A North Carolina Baptist minister arrested last week for alleged sexual exploitation of a minor now faces a federal indictment stemming from an ongoing joint investigation by local authorities and the FBI.
The Wilson Times, a daily newspaper serving Wilson County, North Carolina, since 1896, reported Friday that an unsealed federal indictment handed down Wednesday in Texas charges 33-year-old Daniel Franklin Heath with coercion and enticement.
Heath, a master-of-divinity graduate of Campbell University Divinity School, resigned last Tuesday evening as associate pastor of First Baptist Church in Wilson, just as church leaders were becoming aware of his arrest earlier in the day on a state charge of first-degree sexual exploitation of a minor.
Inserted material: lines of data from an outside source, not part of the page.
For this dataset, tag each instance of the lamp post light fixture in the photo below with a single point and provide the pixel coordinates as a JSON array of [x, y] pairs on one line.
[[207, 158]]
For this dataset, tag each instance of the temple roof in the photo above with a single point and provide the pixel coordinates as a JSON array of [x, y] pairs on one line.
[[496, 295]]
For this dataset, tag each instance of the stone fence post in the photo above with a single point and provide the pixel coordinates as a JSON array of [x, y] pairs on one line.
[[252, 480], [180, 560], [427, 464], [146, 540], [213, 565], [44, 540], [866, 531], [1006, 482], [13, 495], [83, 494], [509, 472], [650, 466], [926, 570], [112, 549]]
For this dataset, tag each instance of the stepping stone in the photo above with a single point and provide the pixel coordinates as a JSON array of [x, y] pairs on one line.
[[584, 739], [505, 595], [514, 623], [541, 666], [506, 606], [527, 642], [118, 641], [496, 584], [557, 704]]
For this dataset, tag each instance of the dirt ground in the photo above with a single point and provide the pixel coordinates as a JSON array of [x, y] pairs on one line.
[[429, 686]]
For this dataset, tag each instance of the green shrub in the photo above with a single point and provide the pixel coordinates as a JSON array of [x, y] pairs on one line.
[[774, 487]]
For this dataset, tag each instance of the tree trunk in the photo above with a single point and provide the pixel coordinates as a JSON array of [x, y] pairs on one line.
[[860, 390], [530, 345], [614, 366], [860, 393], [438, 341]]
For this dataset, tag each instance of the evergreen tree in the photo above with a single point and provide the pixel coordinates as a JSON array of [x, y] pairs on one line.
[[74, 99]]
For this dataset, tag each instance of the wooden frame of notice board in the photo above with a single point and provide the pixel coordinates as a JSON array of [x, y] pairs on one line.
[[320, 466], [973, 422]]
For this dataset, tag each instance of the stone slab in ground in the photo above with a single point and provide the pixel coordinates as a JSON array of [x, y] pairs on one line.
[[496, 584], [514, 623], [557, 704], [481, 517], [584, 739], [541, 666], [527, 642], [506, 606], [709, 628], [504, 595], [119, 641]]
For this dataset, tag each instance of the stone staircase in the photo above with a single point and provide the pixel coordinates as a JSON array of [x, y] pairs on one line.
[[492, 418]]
Heath, who served at the Cooperative Baptist Fellowship-affiliated congregation for 10 years, appeared in court Friday on a warrant accusing him of enticing an unidentified 16-year-old girl to produce child pornography.
Henry Skinner, First Baptist’s deacon chair, told The Wilson Times the church wanted to convey “our deep concern for the victim or victims and their families in this matter.”
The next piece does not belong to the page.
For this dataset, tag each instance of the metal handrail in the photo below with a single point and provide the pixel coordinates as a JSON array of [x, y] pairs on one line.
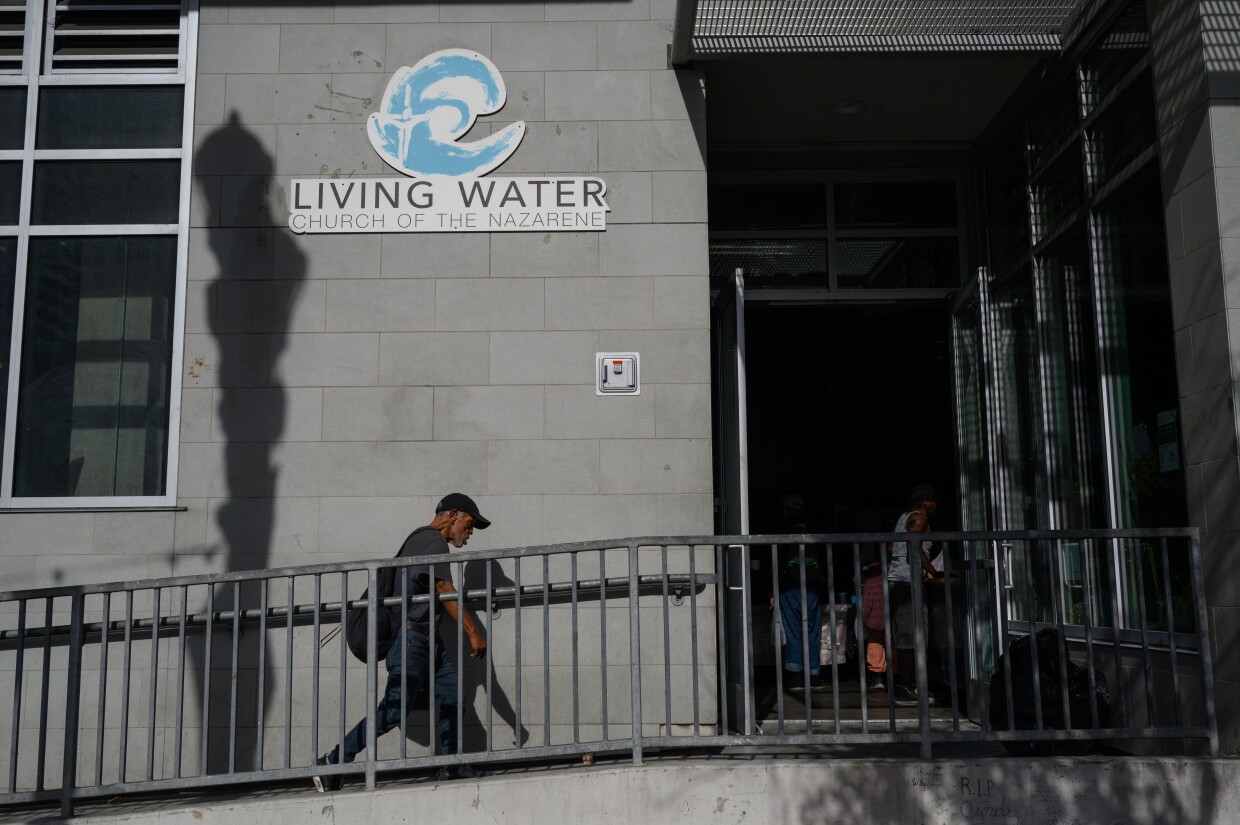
[[661, 637]]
“We are keeping them, though unknown at this time, in our thoughts and prayers,” Skinner said.
The indictment out of U.S. District Court for the Eastern District of Texas Sherman Division alleges that Heath used a cellphone to coerce a minor to “engage in sexually explicit conduct for the purpose of creating a visual depiction of such conduct, knowing that such depiction would be transmitted in interstate and foreign commerce.”
Federal authorities say the activity lasted from December 2017 until a month ago. If convicted on the federal charge, Heath could face 10 years to life in prison.
The Wilson Times said Heath also served as a volunteer coach in the city’s youth baseball program prior to his arrest.
The Houston Chronicle and San Antonio Express-News recently published a series of investigative reports documenting widespread allegations of sexual abuse by clergy and volunteers in the Southern Baptist Convention, with 47,000 churches the nation’s second-largest faith group behind Roman Catholics.
The smaller Cooperative Baptist Fellowship, numbering around 1,800 churches, formed in the 1990s in a split from the Southern Baptist Convention over doctrinal differences including women’s equality.
Recently the CBF, in conjunction with Baptist Women in Ministry, produced resources to help equip churches to prevent sexual misconduct by clergy.